Segundo piso. Campainha. O mano inteiramente nu, borracho tresnoitado, tendo atrás de si, na sala, quatro casais enovelados e também nus, encontrando um motivo excelente para continuar na faina da orgia. A Gel chega do quarto, também nua e me beija. Vestem-se e saímos para a Toca do Coelho, um quiosque na areia. Nove e pouco. Vodka e cerveja. Não vou longe e tenho de dormir. O apartamento é enorme, na sala já não há ninguém. Meio dia e já tem trio elétrico na praia. O bar Calango, ao lado já tá na função. Apago bebaço e com comprimidos.

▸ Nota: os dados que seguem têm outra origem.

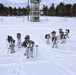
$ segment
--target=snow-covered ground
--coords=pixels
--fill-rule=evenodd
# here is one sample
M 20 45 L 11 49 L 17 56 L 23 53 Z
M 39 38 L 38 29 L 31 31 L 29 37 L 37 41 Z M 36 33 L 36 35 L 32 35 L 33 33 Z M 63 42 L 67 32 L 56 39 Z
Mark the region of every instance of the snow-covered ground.
M 3 22 L 1 21 L 3 19 Z M 65 44 L 58 43 L 52 48 L 52 42 L 46 44 L 45 34 L 58 29 L 70 29 Z M 25 48 L 15 47 L 10 54 L 7 48 L 7 36 L 11 35 L 17 44 L 16 34 L 21 33 L 22 42 L 26 35 L 38 45 L 34 48 L 34 58 L 24 56 Z M 27 17 L 0 17 L 0 75 L 76 75 L 76 18 L 41 17 L 40 22 L 28 22 Z

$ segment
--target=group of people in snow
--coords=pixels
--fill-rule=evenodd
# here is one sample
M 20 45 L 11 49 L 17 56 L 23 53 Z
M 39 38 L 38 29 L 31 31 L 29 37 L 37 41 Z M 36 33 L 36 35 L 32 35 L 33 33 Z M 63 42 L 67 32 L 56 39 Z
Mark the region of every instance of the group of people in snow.
M 70 30 L 66 29 L 64 32 L 61 28 L 59 29 L 59 36 L 57 36 L 56 31 L 52 31 L 51 34 L 46 34 L 45 39 L 46 43 L 49 44 L 50 40 L 52 41 L 52 48 L 57 48 L 57 45 L 59 43 L 59 40 L 62 43 L 65 43 L 65 40 L 69 38 Z
M 27 58 L 32 57 L 33 58 L 33 48 L 34 48 L 34 44 L 35 42 L 33 40 L 30 40 L 30 36 L 26 35 L 24 38 L 24 42 L 21 43 L 21 34 L 17 33 L 17 47 L 21 48 L 24 47 L 25 48 L 25 53 L 24 55 L 27 56 Z M 10 49 L 10 53 L 14 53 L 15 52 L 15 40 L 12 38 L 12 36 L 7 36 L 7 42 L 9 44 L 9 49 Z
M 57 36 L 56 31 L 52 31 L 51 34 L 46 34 L 45 39 L 46 43 L 49 44 L 50 40 L 52 41 L 52 48 L 57 48 L 59 41 L 62 43 L 65 43 L 65 40 L 69 38 L 70 30 L 66 29 L 65 32 L 63 32 L 62 29 L 59 29 L 59 35 Z M 15 53 L 15 40 L 12 38 L 12 36 L 7 36 L 7 42 L 8 42 L 8 49 L 10 50 L 10 53 Z M 17 33 L 17 47 L 25 48 L 24 55 L 27 56 L 27 58 L 32 57 L 33 58 L 33 50 L 34 50 L 35 42 L 30 39 L 29 35 L 26 35 L 24 38 L 24 42 L 21 43 L 21 33 Z M 38 45 L 36 45 L 38 47 Z

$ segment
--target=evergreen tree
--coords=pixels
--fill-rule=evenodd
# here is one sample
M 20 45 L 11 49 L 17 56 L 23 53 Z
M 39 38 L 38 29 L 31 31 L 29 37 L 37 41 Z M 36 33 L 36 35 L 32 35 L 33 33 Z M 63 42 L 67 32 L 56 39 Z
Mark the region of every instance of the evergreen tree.
M 61 2 L 55 8 L 54 3 L 48 8 L 48 6 L 43 6 L 42 8 L 43 15 L 47 16 L 76 16 L 76 3 L 71 4 L 64 4 Z M 10 15 L 10 16 L 21 16 L 21 15 L 29 15 L 30 14 L 30 7 L 27 6 L 26 8 L 19 7 L 5 7 L 3 4 L 0 4 L 0 15 Z
M 76 16 L 76 4 L 73 4 L 73 7 L 72 7 L 72 15 L 73 16 Z
M 47 6 L 43 6 L 43 14 L 46 16 L 48 15 L 48 7 Z
M 18 15 L 21 16 L 21 7 L 18 8 Z
M 58 16 L 64 16 L 64 3 L 60 3 L 57 7 L 56 7 L 56 15 Z
M 55 7 L 54 7 L 54 3 L 52 3 L 50 9 L 49 9 L 49 15 L 51 16 L 55 16 L 56 12 L 55 12 Z
M 17 9 L 16 9 L 16 7 L 14 7 L 14 9 L 13 9 L 13 15 L 14 15 L 14 16 L 17 15 Z
M 10 16 L 13 15 L 13 9 L 12 9 L 12 7 L 8 7 L 8 15 L 10 15 Z
M 4 5 L 0 4 L 0 15 L 4 15 Z
M 66 4 L 65 5 L 65 16 L 72 16 L 72 5 L 71 4 Z

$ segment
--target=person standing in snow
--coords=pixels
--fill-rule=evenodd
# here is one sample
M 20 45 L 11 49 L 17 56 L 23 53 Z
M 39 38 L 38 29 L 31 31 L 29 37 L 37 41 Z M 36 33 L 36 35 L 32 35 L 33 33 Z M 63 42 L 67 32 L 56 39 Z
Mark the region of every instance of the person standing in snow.
M 63 32 L 63 31 L 62 31 L 62 29 L 60 28 L 60 29 L 59 29 L 59 38 L 60 38 L 60 40 L 62 39 L 62 32 Z
M 53 43 L 52 48 L 54 47 L 57 48 L 57 36 L 56 35 L 52 37 L 52 43 Z
M 61 32 L 61 44 L 65 43 L 65 39 L 66 39 L 66 34 L 64 34 L 64 32 Z
M 8 42 L 8 49 L 10 49 L 10 44 L 11 44 L 12 39 L 13 39 L 12 36 L 9 36 L 9 35 L 7 36 L 6 40 Z
M 11 53 L 15 53 L 14 47 L 15 47 L 15 40 L 12 39 L 12 41 L 10 42 L 10 52 Z
M 21 34 L 17 33 L 17 45 L 20 47 L 21 46 Z
M 57 36 L 55 31 L 52 32 L 52 43 L 52 48 L 57 48 Z
M 45 39 L 46 39 L 46 43 L 49 44 L 50 34 L 46 34 L 45 35 Z
M 51 32 L 51 34 L 52 34 L 52 39 L 51 40 L 53 41 L 53 37 L 56 36 L 56 31 Z
M 24 40 L 24 42 L 23 42 L 23 44 L 22 44 L 22 46 L 25 48 L 25 53 L 24 53 L 24 55 L 25 56 L 29 56 L 29 42 L 30 42 L 30 36 L 29 35 L 26 35 L 25 36 L 25 38 L 24 38 L 25 40 Z
M 30 42 L 27 44 L 26 51 L 24 53 L 27 58 L 30 56 L 33 58 L 33 48 L 34 48 L 34 41 L 30 40 Z
M 69 38 L 69 33 L 70 33 L 70 30 L 69 29 L 66 29 L 66 38 Z

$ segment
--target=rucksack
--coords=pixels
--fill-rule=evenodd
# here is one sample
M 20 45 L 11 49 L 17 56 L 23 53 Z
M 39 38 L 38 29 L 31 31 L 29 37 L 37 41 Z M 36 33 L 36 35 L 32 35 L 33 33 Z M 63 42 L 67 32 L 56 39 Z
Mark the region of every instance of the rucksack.
M 47 39 L 47 34 L 45 35 L 45 39 Z
M 52 32 L 52 35 L 53 35 L 53 34 L 56 34 L 56 31 L 53 31 L 53 32 Z
M 26 41 L 23 42 L 22 46 L 27 47 Z
M 13 39 L 12 36 L 9 36 L 9 35 L 8 35 L 8 37 L 7 37 L 8 42 L 11 42 L 12 39 Z

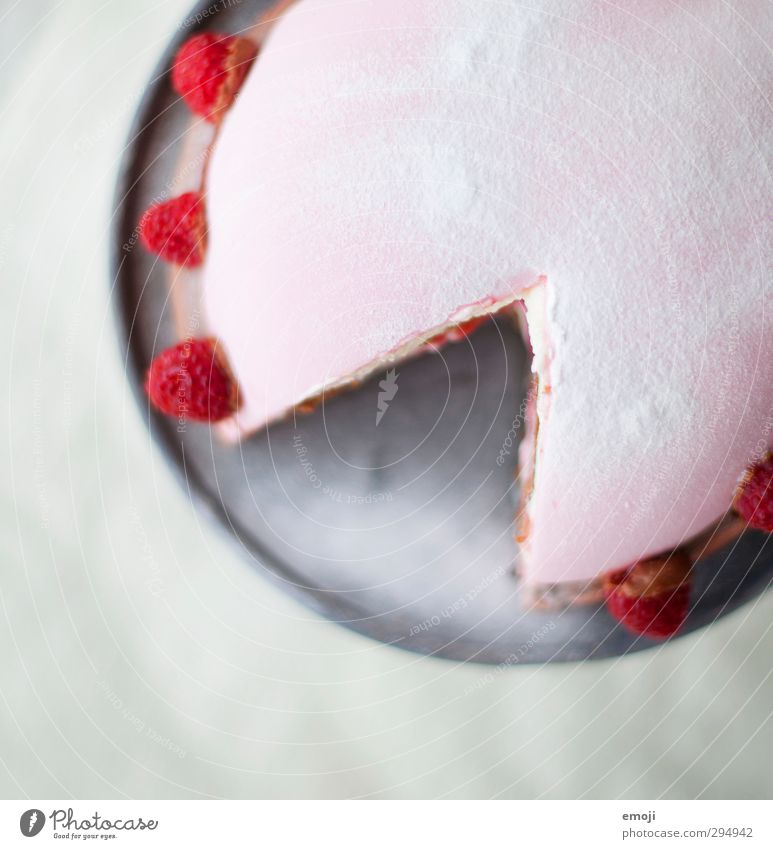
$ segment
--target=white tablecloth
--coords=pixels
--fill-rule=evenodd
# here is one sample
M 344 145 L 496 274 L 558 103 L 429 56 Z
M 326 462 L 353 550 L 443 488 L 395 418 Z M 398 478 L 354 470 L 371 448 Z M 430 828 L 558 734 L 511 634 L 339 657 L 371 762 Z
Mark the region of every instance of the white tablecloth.
M 769 797 L 773 593 L 622 661 L 503 671 L 316 619 L 197 516 L 127 391 L 107 228 L 188 0 L 6 0 L 0 796 Z

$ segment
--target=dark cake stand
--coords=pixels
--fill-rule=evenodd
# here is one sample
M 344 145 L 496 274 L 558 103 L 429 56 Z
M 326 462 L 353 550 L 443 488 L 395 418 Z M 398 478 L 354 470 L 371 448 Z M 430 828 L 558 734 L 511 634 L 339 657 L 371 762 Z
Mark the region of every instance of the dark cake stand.
M 236 33 L 270 5 L 219 4 L 203 26 Z M 207 0 L 191 18 L 205 8 Z M 403 364 L 378 424 L 385 375 L 236 446 L 206 426 L 180 433 L 176 421 L 149 410 L 144 371 L 177 334 L 165 269 L 133 243 L 142 211 L 178 167 L 190 115 L 167 71 L 196 28 L 181 29 L 169 45 L 135 118 L 115 198 L 111 280 L 127 378 L 186 493 L 262 578 L 390 645 L 507 666 L 656 645 L 597 606 L 544 612 L 524 604 L 513 571 L 513 473 L 528 356 L 508 323 Z M 772 579 L 773 541 L 745 534 L 696 570 L 683 633 Z

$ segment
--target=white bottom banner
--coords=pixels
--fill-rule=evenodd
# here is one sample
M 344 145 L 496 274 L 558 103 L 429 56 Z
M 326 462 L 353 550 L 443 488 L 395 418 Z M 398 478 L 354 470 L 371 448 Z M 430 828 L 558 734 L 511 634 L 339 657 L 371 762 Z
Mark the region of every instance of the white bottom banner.
M 31 840 L 36 841 L 30 843 Z M 69 841 L 64 843 L 63 841 Z M 0 846 L 773 847 L 770 802 L 0 802 Z

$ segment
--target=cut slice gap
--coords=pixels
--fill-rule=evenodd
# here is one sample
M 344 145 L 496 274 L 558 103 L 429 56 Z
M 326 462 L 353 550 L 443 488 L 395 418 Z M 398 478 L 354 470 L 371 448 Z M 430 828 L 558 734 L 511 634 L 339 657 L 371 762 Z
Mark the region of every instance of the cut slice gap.
M 382 371 L 397 368 L 402 363 L 423 353 L 437 352 L 448 343 L 461 341 L 487 319 L 508 314 L 515 316 L 517 313 L 525 312 L 527 308 L 524 304 L 532 297 L 530 293 L 534 290 L 542 289 L 544 286 L 545 278 L 538 277 L 536 278 L 536 282 L 533 282 L 528 288 L 519 290 L 507 297 L 487 297 L 475 303 L 460 307 L 443 324 L 418 332 L 402 340 L 391 350 L 343 377 L 335 378 L 319 386 L 312 387 L 301 395 L 293 407 L 285 410 L 281 415 L 271 421 L 266 422 L 263 427 L 276 421 L 285 420 L 293 414 L 310 413 L 324 401 L 356 389 L 369 378 Z M 531 330 L 531 335 L 535 336 L 541 332 L 540 328 L 535 327 Z M 529 340 L 528 335 L 526 339 L 527 341 Z M 530 342 L 530 344 L 533 346 L 534 342 Z M 542 349 L 543 345 L 540 343 L 539 350 Z M 228 442 L 234 442 L 262 430 L 262 427 L 246 428 L 242 426 L 237 413 L 232 421 L 226 421 L 218 425 L 218 430 L 223 439 Z

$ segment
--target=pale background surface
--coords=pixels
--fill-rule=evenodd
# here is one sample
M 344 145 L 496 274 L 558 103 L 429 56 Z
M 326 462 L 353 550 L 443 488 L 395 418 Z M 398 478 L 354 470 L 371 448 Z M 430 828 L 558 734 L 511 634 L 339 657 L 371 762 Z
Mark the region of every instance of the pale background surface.
M 0 796 L 769 798 L 771 593 L 625 661 L 463 667 L 317 620 L 199 524 L 127 391 L 106 266 L 188 6 L 0 7 Z

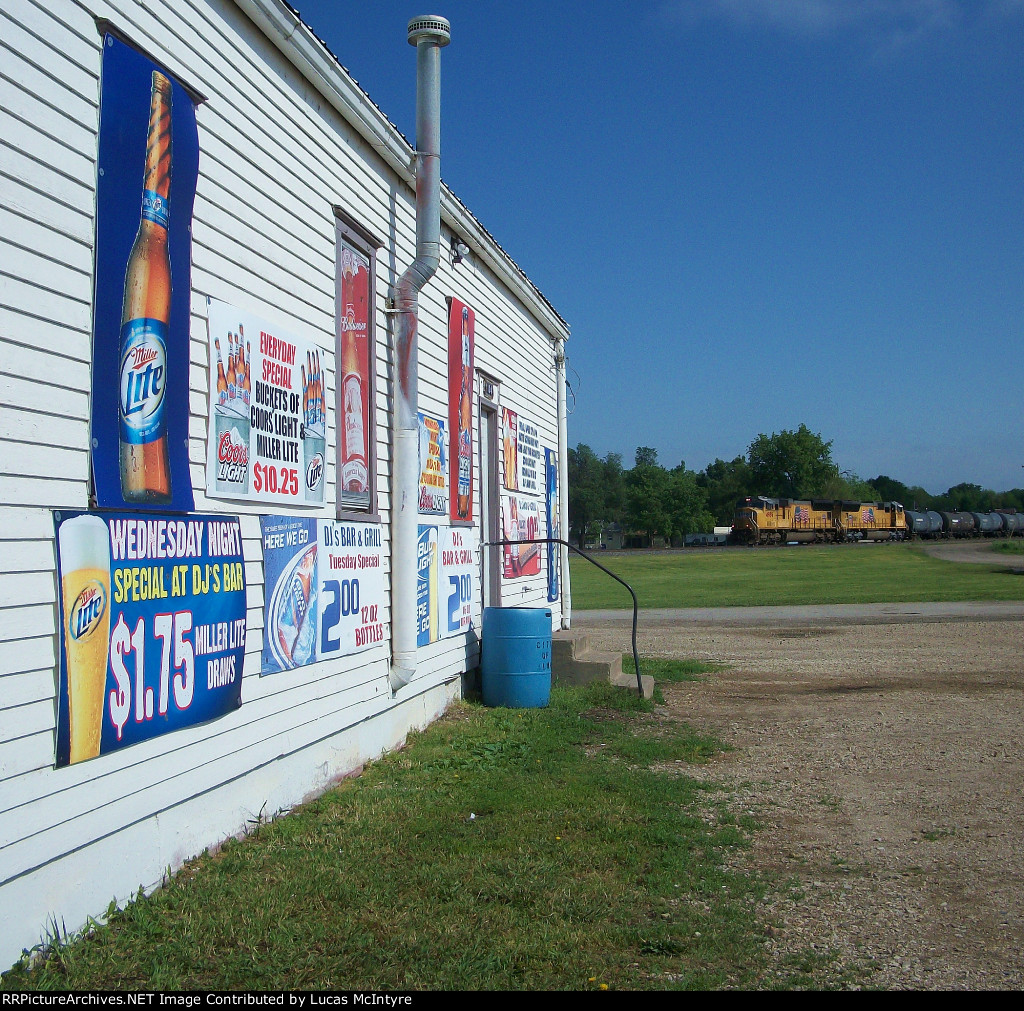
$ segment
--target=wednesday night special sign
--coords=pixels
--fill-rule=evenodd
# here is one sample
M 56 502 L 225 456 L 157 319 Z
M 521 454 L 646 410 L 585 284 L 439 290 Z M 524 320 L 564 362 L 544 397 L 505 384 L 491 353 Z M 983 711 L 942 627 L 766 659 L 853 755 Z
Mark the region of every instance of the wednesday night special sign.
M 54 514 L 60 578 L 57 765 L 241 704 L 237 516 Z

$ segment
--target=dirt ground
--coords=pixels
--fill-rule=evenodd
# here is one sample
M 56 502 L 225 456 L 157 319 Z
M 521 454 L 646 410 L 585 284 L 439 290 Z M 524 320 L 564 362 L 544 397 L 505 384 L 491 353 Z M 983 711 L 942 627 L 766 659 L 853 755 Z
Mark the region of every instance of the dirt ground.
M 623 648 L 622 624 L 573 627 Z M 757 816 L 738 859 L 789 882 L 764 910 L 780 975 L 798 958 L 816 987 L 1024 987 L 1022 642 L 1020 620 L 641 616 L 641 655 L 725 665 L 661 687 L 666 715 L 732 749 L 695 774 Z

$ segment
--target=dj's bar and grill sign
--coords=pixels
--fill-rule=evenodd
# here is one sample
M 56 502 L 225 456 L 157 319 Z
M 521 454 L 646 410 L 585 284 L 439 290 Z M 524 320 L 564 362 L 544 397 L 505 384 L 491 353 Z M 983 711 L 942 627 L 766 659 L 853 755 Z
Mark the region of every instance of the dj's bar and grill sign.
M 292 670 L 384 642 L 379 523 L 262 516 L 261 673 Z
M 325 352 L 209 299 L 206 494 L 321 505 L 326 482 Z
M 241 704 L 245 570 L 237 516 L 54 513 L 58 766 Z

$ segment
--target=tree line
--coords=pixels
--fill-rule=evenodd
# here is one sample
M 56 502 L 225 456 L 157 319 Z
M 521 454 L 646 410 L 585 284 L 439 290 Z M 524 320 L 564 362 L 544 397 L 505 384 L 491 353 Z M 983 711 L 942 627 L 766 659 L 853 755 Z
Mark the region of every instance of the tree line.
M 688 470 L 685 461 L 666 469 L 650 446 L 637 447 L 633 466 L 626 468 L 621 453 L 599 457 L 583 443 L 569 450 L 568 470 L 570 536 L 581 545 L 596 541 L 612 524 L 646 543 L 710 533 L 715 526 L 731 526 L 737 501 L 748 495 L 895 501 L 908 509 L 1024 511 L 1022 488 L 994 492 L 965 482 L 932 495 L 885 474 L 864 480 L 841 470 L 832 459 L 832 441 L 806 425 L 762 433 L 745 456 L 715 460 L 701 471 Z

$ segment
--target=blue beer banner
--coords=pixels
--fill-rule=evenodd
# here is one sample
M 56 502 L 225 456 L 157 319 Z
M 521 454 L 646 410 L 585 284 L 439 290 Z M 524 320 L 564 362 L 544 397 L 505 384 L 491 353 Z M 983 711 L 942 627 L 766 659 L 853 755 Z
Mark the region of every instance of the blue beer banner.
M 261 674 L 316 661 L 316 520 L 261 516 L 263 660 Z
M 438 639 L 437 527 L 420 524 L 416 539 L 416 645 Z
M 349 656 L 384 642 L 379 523 L 261 516 L 261 674 Z
M 195 507 L 188 459 L 195 107 L 169 72 L 112 35 L 103 39 L 98 166 L 96 504 L 189 512 Z
M 237 516 L 54 513 L 57 765 L 241 705 L 245 566 Z
M 475 530 L 420 524 L 416 546 L 417 646 L 429 646 L 473 627 L 479 563 Z
M 547 511 L 548 537 L 561 537 L 558 525 L 558 456 L 544 450 L 544 506 Z M 548 600 L 558 600 L 558 570 L 562 558 L 560 544 L 548 543 Z

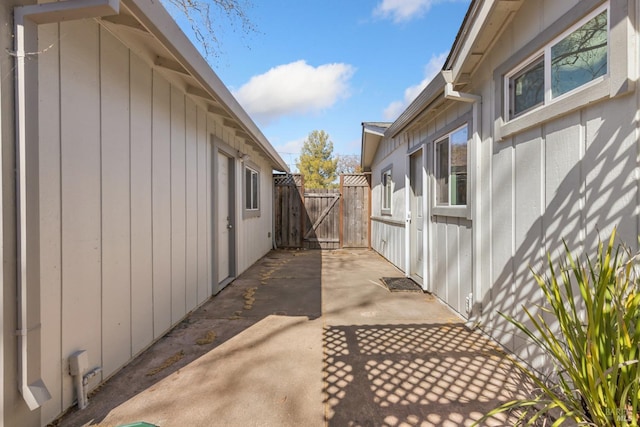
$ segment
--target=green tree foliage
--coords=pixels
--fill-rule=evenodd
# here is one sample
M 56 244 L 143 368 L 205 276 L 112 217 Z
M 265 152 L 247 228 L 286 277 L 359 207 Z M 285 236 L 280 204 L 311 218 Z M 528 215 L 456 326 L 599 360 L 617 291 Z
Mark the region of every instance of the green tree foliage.
M 333 158 L 333 142 L 323 130 L 314 130 L 305 139 L 296 163 L 304 175 L 306 188 L 335 187 L 338 159 Z

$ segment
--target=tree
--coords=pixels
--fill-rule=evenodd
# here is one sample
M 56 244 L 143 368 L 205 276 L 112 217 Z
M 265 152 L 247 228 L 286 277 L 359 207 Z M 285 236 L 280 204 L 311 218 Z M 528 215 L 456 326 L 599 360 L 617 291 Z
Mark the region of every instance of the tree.
M 338 160 L 338 166 L 336 167 L 338 175 L 362 172 L 360 156 L 357 154 L 336 154 L 336 159 Z
M 331 188 L 336 179 L 338 160 L 333 158 L 333 142 L 323 130 L 314 130 L 304 140 L 296 163 L 304 175 L 306 188 Z
M 239 24 L 245 35 L 256 31 L 247 14 L 250 0 L 163 0 L 163 3 L 187 19 L 207 57 L 219 55 L 224 23 Z

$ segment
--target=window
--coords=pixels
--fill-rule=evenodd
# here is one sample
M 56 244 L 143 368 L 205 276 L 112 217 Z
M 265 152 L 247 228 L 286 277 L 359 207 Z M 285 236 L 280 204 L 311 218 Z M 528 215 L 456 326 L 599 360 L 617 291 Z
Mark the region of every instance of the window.
M 244 168 L 244 208 L 247 211 L 260 209 L 258 172 L 248 166 Z
M 467 204 L 467 125 L 435 142 L 434 170 L 437 206 Z
M 509 119 L 607 75 L 608 14 L 596 9 L 505 76 Z
M 391 196 L 393 195 L 391 168 L 382 172 L 382 213 L 391 214 Z

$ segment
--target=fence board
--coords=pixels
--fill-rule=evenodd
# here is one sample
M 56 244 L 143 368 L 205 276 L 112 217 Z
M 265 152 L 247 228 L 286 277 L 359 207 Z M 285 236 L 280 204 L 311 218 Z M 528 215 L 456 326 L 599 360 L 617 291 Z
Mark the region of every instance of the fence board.
M 279 247 L 370 247 L 370 175 L 340 177 L 340 189 L 306 189 L 302 175 L 274 175 Z
M 370 179 L 370 174 L 342 176 L 342 247 L 368 248 L 370 245 Z

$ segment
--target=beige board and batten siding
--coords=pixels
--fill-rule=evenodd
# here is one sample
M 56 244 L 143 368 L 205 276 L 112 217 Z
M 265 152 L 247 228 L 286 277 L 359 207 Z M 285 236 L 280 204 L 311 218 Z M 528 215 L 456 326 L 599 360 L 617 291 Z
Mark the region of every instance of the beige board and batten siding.
M 39 43 L 46 424 L 75 399 L 69 355 L 102 367 L 94 387 L 211 296 L 213 141 L 261 171 L 262 215 L 237 215 L 238 272 L 271 247 L 272 166 L 96 21 L 43 25 Z

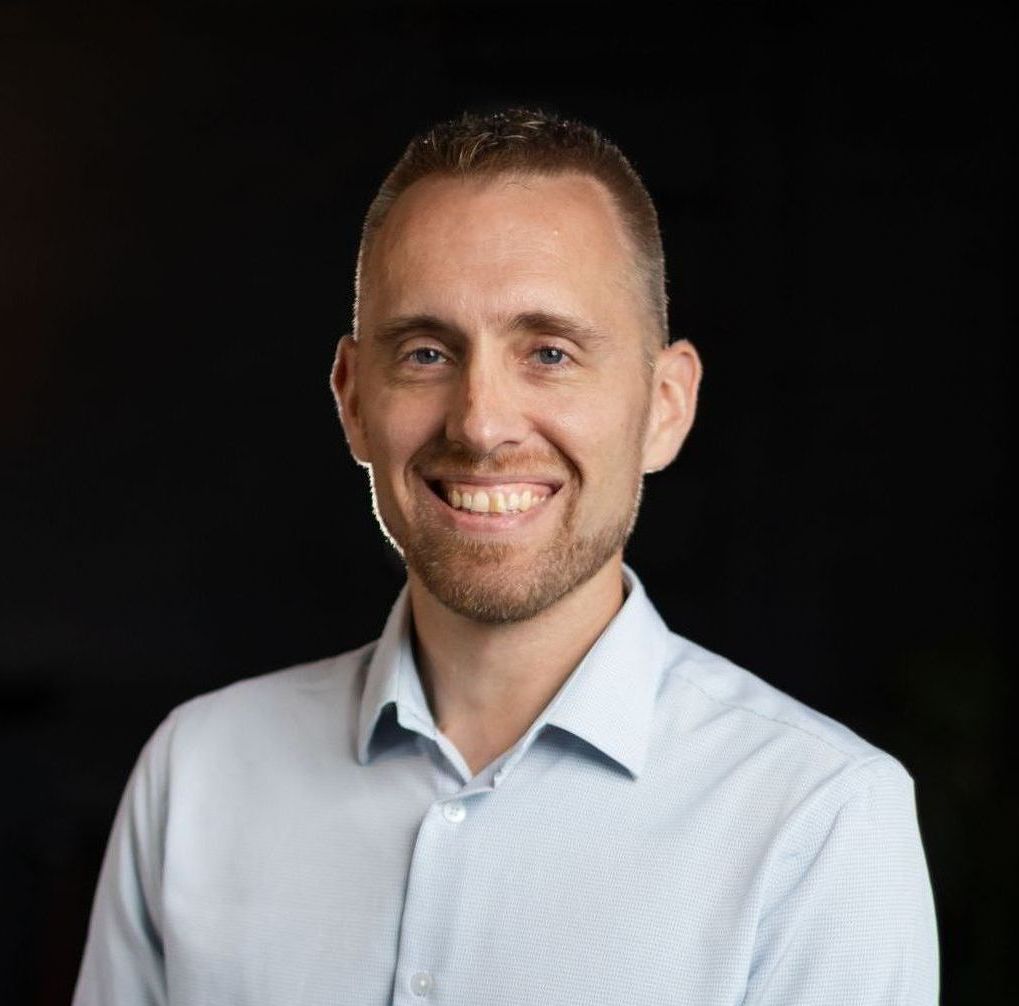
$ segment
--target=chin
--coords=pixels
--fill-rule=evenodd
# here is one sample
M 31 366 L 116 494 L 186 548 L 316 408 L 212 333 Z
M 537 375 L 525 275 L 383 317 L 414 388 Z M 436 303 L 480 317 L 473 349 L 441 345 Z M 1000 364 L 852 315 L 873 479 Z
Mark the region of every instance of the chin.
M 632 522 L 588 538 L 558 537 L 537 555 L 501 543 L 423 538 L 404 558 L 428 591 L 464 618 L 487 625 L 540 615 L 590 580 L 629 537 Z
M 450 576 L 447 569 L 437 569 L 428 563 L 411 568 L 447 608 L 486 625 L 527 621 L 551 607 L 566 592 L 535 582 L 508 585 L 501 572 L 494 576 Z

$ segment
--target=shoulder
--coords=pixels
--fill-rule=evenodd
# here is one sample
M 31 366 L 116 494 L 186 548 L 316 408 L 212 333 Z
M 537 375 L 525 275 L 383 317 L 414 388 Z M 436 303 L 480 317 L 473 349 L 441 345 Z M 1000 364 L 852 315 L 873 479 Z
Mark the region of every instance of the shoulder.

Acordo sendo coberto de porradas pelo Mano que tendo saído para beber mais, na volta encontra a porta arrombada. Gritos, confusão, a Gel grudada nele, não entendi nada. Mas algo faz barulho na cozinha. O ladrão voltava para buscar mais. Mais pancadaria, desta vez no meliante. Apanhei porque o Mano, ensandecido pelo trago, pensou que eu havia arrombado a porta para sair, mas estava dentro. Depois mais carnaval, uma coisa. Há um tempo de beber e um tempo de se arrepender disso, mas o melhor é verificar que escapei e contar é divertido.